Canesin · October 21, 2011, 08:00

Add in the controDict the option:

commsType nomBlocking

Try modifying the PCG relative tolerance to 0.1 instead of 1e-02.

But the most important thing is to look at the cluster infraestruture, how many cores is in one hack ? How is the rack to rack communication ?? Because maybe you need to create a local copy of the case in each node... Imagine you are sharing an folder in the head node of one rack and them an other rack three levels above in the hierarchic needs to download the mesh, it will need -> time to transfer the fiels and mesh + 3 routing times.

There is an option in decomposeDict that makes possible saving the data locally.

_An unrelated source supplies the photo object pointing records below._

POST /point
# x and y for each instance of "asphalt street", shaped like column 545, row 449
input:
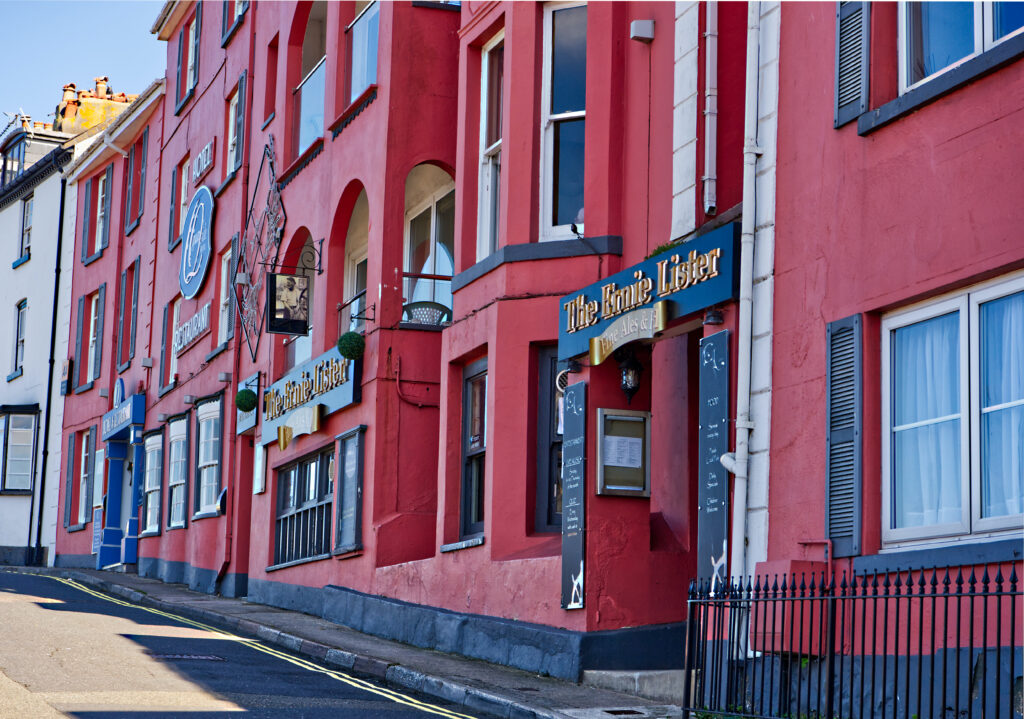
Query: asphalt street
column 69, row 650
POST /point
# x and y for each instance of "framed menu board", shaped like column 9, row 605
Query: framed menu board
column 348, row 535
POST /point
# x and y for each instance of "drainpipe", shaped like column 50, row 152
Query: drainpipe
column 711, row 109
column 49, row 378
column 737, row 462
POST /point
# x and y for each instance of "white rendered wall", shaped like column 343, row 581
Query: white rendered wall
column 34, row 281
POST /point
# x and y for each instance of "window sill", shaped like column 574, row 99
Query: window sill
column 354, row 550
column 941, row 85
column 301, row 162
column 529, row 251
column 134, row 223
column 184, row 100
column 216, row 350
column 958, row 555
column 227, row 181
column 350, row 113
column 296, row 562
column 464, row 544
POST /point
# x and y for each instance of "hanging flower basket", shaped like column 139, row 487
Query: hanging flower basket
column 351, row 345
column 245, row 400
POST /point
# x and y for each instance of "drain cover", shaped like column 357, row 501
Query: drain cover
column 201, row 658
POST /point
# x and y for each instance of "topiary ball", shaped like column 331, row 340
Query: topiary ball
column 245, row 400
column 351, row 345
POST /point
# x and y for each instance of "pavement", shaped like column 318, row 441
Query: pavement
column 477, row 686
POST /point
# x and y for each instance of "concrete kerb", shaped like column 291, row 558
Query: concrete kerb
column 393, row 674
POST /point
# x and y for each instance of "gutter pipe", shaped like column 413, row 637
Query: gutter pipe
column 738, row 462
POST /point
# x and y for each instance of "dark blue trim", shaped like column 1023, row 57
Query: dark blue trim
column 525, row 252
column 941, row 85
column 960, row 555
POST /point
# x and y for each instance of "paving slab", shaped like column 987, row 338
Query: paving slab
column 479, row 686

matthias · October 21, 2011, 08:42

I will try using rel tolerance 0.1 but increasing the rel. tolerance impairs also the numerical solution?

The cluster has a parallel storage system connected by IB with two rails. So the data transport should be no problem.

BTW, hopping from IB switch to IB switch takes only some nano seconds.

akidess · October 21, 2011, 09:24

I think you're wasting a lot of time by using nCellsInCoarsestLevel 10 or 30. At this point you'll be using more time on interpolation and restriction than gaining thanks to the coarser mesh. Increasing nCellsInCoarsestLevel to 1000 should improve the GAMG performance. Also, the more levels you have, the more you will have to communicate.

As Alberto already states though PCG requires less communication, so you might never be able to achieve better performance with GAMG with lots of processor boundaries.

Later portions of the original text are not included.